Gegara CAD dan Harga BBM Turun, Rupiah 'Dihukum' Pasar

Hidayat Setiaji, CNBC Indonesia
11 February 2019 12:27
Gegara CAD dan Harga BBM Turun, Rupiah 'Dihukum' Pasar
Ilustrasi Dolar AS dan Rupiah (CNBC Indonesia/Muhammad Sabki)
Jakarta, CNBC Indonesia - Rupiah menjalani start yang buruk mengawali pekan ini. Di hadapan dolar Amerika Serikat (AS), mata uang Tanah Air terus melemah. 

Pada Senin (11/2/2019) pukul 12:02 WIB, US$ 1 setara dengan Rp 14.035 di perdagangan pasar spot. Rupiah melemah 0,54% dibandingkan posisi penutupan pasar akhir pekan lalu. 

Kala pembukaan pasar spot, rupiah sudah melemah tetapi 'cuma' 0,14%. Namun kemudian depresiasi rupiah semakin dalam dan dolar AS kembali menembus level Rp 14.000 untuk kali pertama sejak akhir Januari. 


Sebenarnya mayoritas mata uang utama Asia juga melemah terhadap dolar AS. Hanya peso Filipina dan baht Thailand yang mampu menguat sementara sisanya tidak selamat. Hanya, nasib rupiah lebih apes dibandingkan kompatriotnya.

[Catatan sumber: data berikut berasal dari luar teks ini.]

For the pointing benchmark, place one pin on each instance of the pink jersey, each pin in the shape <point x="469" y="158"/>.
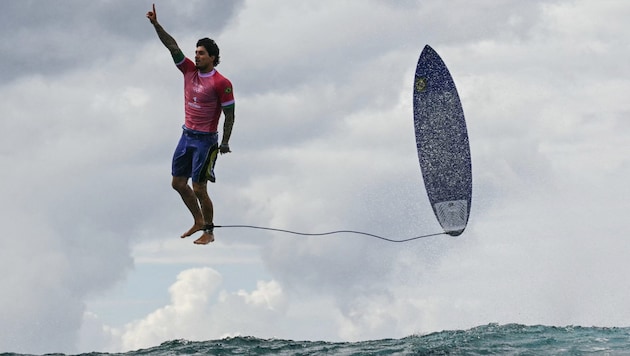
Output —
<point x="205" y="94"/>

Rupiah menjadi mata uang terlemah di Asia. Dalam hal melemah terhadap dolar AS, rupiah jadi 'jawara' Benua Kuning.
 

Berikut perkembangan nilai tukar dolar AS terhadap mata uang utama Asia pada pukul 12:07 WIB: 



Rupiah teraniaya karena daat Neraca Pembayaran Indonesia (NPI) yang mengecewakan. Pada kuartal IV-2018 NPI tercatat surplus US$ 5,42 miliar, tetapi karena terus defisit pada 3 kuartal sebelumnya, NPI sepanjang 2018 tetap minus US$ 7,13 miliar. Defisit NPI pada 2018 menjadi yang terdalam sejak 2013. 

Sementara defisit transaksi berjalan (Current Account Deficit/CAD) pada kuartal IV-2018 adalah 3,57% dari Produk Domestik Bruto (PDB). Ini menjadi defisit terdalam sejak kuartal II-2014.  

Sedangkan secara tahunan, defisit transaksi berjalan masih di bawah 3% PDB tepatnya 2,98%. Namun ini juga menjadi catatan terburuk sejak 2014. 

NPI menggambarkan keseimbangan eksternal Indonesia, seberapa banyak devisa yang masuk dan keluar. Jika defisit, maka lebih banyak devisa yang keluar ketimbang yang masuk. Artinya lebih banyak rupiah 'dibakar' untuk ditukarkan menjadi valas sehingga ketika NPI defisit menjadi wajar apabila rupiah melemah. 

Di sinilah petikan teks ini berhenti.